How Obamacare Survived Trump and What Biden Is Doing: QuickTake

Bloomberg

June 17, 2021 10:17 am

The U.S. health-care law known as Obamacare spent its first decade dodging a series of existential risks. By a single vote in the Senate, the law survived a repeal attempt in 2017 pushed by then-President Donald Trump. The Supreme Court shut down the latest challenge in a 7-2 decision that denied Republican states’ challenge to the law’s constitutionality. Joe Biden’s presidency could give Obamacare (more formally, the Affordable Care Act) a chance to grow beyond its initial scope. Biden pushed for the law as vice president under President Barack Obama.

1. How much of Obamacare survived under Trump?

Most of it, including tax subsidies to help people afford coverage and, in 39 states (including the District of Columbia), expanded eligibility for Medicaid, the U.S. health insurance program for low-income Americans. Key Obamacare consumer protections that also remain in place allow children to stay on a parent’s policy until age 26, require insurance companies to treat people with preexisting conditions equally and prohibit the imposition of annual or lifetime coverage limits.

2. How many Americans are covered because of Obamacare?

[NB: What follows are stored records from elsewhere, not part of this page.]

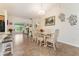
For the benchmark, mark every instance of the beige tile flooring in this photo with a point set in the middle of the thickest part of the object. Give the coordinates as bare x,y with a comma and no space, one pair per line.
30,48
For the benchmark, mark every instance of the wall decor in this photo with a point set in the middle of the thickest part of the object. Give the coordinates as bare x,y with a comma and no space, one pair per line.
50,21
62,17
72,19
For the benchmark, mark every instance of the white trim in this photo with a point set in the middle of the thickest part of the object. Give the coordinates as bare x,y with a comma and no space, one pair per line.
68,43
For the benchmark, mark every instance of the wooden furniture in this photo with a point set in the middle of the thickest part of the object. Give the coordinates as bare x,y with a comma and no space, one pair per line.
51,39
40,39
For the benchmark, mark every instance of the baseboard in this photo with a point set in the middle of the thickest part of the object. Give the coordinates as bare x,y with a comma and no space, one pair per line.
69,43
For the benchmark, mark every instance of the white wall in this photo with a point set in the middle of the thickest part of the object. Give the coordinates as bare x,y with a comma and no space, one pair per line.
68,34
15,19
4,12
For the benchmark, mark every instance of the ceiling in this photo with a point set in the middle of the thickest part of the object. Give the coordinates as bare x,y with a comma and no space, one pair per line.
27,10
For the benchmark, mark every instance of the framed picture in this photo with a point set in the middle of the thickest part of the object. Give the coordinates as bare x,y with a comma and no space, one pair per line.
50,21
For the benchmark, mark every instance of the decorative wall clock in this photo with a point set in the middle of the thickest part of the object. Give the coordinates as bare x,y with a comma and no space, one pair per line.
62,17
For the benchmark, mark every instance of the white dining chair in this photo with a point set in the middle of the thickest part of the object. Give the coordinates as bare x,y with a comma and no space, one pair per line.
40,39
53,39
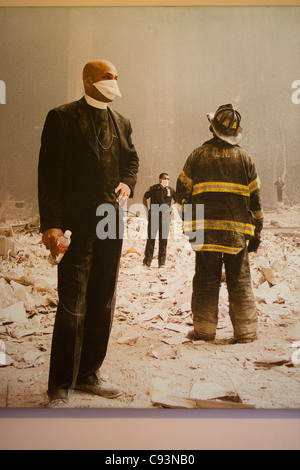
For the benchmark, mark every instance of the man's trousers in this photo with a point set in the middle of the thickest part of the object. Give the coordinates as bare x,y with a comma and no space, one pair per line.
161,226
87,277
205,297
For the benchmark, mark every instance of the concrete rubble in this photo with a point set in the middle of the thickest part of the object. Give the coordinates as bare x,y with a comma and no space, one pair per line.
153,299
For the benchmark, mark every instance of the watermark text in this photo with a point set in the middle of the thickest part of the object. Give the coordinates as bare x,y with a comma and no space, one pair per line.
2,92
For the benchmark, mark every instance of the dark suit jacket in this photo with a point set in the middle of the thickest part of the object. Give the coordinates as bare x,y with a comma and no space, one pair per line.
72,180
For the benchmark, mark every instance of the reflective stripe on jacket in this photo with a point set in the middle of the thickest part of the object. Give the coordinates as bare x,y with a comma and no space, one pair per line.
223,179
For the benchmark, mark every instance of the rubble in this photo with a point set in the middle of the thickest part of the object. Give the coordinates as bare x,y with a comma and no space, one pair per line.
153,315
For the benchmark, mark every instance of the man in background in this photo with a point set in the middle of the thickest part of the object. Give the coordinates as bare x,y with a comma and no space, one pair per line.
161,197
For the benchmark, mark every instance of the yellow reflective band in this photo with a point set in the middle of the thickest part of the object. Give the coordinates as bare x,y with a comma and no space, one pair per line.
223,249
221,186
230,225
186,181
258,214
254,185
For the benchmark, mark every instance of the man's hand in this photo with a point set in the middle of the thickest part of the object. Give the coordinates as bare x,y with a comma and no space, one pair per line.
50,238
253,245
123,191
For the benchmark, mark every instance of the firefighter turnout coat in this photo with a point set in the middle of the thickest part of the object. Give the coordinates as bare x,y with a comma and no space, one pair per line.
223,179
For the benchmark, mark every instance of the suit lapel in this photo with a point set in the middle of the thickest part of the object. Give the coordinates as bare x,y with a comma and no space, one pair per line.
86,125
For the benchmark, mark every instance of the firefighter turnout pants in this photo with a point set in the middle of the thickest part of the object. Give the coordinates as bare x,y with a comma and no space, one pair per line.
206,288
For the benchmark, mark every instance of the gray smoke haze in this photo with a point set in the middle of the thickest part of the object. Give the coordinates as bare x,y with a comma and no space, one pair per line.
175,64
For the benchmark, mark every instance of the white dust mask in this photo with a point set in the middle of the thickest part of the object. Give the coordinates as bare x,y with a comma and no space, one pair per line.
108,88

Roughly 20 million. About half joined Medicaid as a result of the expanded eligibility. The rest found coverage by comparison-shopping among private insurers at government-run online marketplaces, where subsidies help people afford coverage. (The expanded version of Medicaid enrolls most adults earning up to 138% of the poverty line.) Even with Obamacare in place, 28.9 million Americans lacked coverage in 2019, two million more than in 2016, according to the Kaiser Family Foundation. The U.S. is an outlier among developed countries by not having universal health coverage.

3. Which parts have been eliminated?

Obamacare originally required all states to participate in the expanded Medicaid program; the Supreme Court, in a 2012 split ruling that upheld most of the law, struck down the requirement. The law as written also required all Americans to buy health insurance — the so-called individual mandate — at risk of a tax penalty. The Trump administration whittled away at Obamacare with executive actions, including one that cut funding for so-called navigator programs that help sign people up. A tax overhaul passed by Republicans and signed by Trump in 2017 eliminated the penalty for noncompliance, rendering the mandate moot. That paved the way for the broader constitutional challenge to the law that the Supreme Court rejected in June.

4. What did Biden promise to do about Obamacare?

He campaigned on a pledge to expand the program by offering a government-provided alternative to private insurance that’s known as a public option, a proposal he’s called “Bidencare.” It would be available to all Americans, including those who get their insurance through work. Low-income Americans would be automatically enrolled and, if eligible, their premiums would be free. Though he hasn’t released further details since taking office, his plan set him apart from the progressive wing of the Democratic party, which has pushed the idea of achieving universal coverage by scrapping private insurance and replacing it with “Medicare for All.”

5. What’s he done?

He reopened the federal Healthcare.gov market from Feb. 15 to Aug. 15, allowing more people who are uninsured during the pandemic to sign up for health coverage. Biden’s fellow Democrats in Congress passed a $1.9 trillion Covid-19 relief package that increased Obamacare subsidies for two years and offered more money to the 12 states that haven’t expanded Medicaid if they start covering the law’s newly eligible adult population. Democrats may look to make some of those changes permanent.

6. Is Obamacare viable for the long term in its current state?

Some economists worry about a “death spiral” of rising costs in the absence of a mechanism, like the individual mandate, that forces healthy Americans to get covered, since healthier people buying coverage keeps costs down for sick people. That’s one issue. Another is the limited coverage options available to Americans in rural and remote parts of the country. And in the mostly Republican-led states where elected leaders have declined to expand Medicaid eligibility, many residents fall in a coverage gap, earning just enough income that they don’t qualify for subsidies.

7. Do Americans want Obamacare to stay or go?

U.S. public opinion of the law was mostly negative from its passage in March 2010 until Trump became president and sought to repeal it, according to tracking surveys by the Kaiser Family Foundation. The threat of elimination — which failed when the late Senator John McCain of Arizona gave a memorable thumbs down in an early morning vote in 2017 — put a spotlight on popular provisions of the law, notably its prohibition on insurers charging sick people more for coverage and its list of “essential health benefits,” like hospitalization and maternity care, that must be covered. Kaiser’s tracking survey found in May that 53% of Americans viewed the law favorably, while 35% viewed it unfavorably.